The company had said it was open to various strategic options and has acknowledged it would consider talks with rival Sprint about a potential merger, Reuters reported. However, discussions appear to be on hold, as Sprint, owned by Japan’s SoftBank, is also in negotiations with cable companies Charter Communications and Comcast.
T-Mobile’s net income rose to $581 million, or 67 cents per share, from $225 million, or 25 cents per share, a year earlier. Total revenue grew to $10.21 billion from $9.29 billion. The operator toppled analyst predictions of 38 cents per share on revenue of $9.81 billion, according to Thomson Reuters I/B/E/S.

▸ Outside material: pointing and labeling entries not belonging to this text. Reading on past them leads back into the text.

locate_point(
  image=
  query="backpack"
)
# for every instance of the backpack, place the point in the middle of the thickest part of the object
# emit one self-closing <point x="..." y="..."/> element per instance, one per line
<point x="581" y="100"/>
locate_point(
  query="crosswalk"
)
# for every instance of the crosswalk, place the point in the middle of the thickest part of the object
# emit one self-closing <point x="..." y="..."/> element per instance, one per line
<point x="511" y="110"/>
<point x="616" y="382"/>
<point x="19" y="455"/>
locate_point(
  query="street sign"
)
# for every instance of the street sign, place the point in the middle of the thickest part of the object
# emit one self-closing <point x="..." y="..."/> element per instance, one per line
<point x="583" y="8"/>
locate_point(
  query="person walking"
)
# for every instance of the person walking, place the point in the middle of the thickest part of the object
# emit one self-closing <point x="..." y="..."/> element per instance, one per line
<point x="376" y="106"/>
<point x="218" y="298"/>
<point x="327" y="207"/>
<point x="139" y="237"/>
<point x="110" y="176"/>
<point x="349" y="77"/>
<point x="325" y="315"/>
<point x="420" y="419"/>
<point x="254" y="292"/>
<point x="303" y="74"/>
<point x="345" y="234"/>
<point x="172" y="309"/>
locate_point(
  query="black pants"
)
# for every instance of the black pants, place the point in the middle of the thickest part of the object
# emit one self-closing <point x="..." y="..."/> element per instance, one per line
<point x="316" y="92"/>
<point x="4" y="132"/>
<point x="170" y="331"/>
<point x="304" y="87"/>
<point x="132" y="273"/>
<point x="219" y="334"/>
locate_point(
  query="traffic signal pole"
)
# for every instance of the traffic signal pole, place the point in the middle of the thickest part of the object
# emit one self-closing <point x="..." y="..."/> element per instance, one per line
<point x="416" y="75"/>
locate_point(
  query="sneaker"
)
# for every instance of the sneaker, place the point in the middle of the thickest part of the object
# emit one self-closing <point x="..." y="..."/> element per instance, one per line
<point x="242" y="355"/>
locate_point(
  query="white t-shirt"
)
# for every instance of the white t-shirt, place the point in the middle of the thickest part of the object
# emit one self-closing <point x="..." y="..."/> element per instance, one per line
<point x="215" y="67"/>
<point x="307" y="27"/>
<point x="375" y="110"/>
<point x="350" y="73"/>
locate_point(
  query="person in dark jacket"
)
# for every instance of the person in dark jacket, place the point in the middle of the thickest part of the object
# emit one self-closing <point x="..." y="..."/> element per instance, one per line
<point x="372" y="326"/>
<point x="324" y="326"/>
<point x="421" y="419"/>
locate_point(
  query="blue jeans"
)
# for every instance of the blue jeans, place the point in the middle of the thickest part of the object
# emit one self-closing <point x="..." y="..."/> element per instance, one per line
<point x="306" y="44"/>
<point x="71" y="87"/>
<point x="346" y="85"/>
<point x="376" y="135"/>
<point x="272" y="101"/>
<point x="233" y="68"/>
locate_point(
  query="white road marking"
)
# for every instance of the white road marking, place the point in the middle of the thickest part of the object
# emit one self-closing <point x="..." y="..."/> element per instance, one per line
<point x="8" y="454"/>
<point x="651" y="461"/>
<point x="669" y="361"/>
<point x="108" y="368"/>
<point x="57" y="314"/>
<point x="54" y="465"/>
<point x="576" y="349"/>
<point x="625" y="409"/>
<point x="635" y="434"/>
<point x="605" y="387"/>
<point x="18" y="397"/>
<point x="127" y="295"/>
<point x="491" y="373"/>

"We just delivered a quarter with record service revenue, record-low churn, strong net income and record Adjusted EBITDA - all while leading the industry in postpaid phone growth," said John Legere, President and CEO of T-Mobile.
"On top of that, our network just keeps getting better and faster while the Duopoly's networks seem to be choking after we forced them to go unlimited. Make no mistake about it, the Un-carrier will not stop forcing change in this industry and our Q2 results are more proof that consumers are responding!"
What is a Un-carrier? T-Mobile defines the model as “listening to customers, solving their pain points and giving them unmatched value.” Focusing on these simple priorities has “completely disrupted the wireless industry” T-Mobile claims, “and forced the competition to respond to our moves.”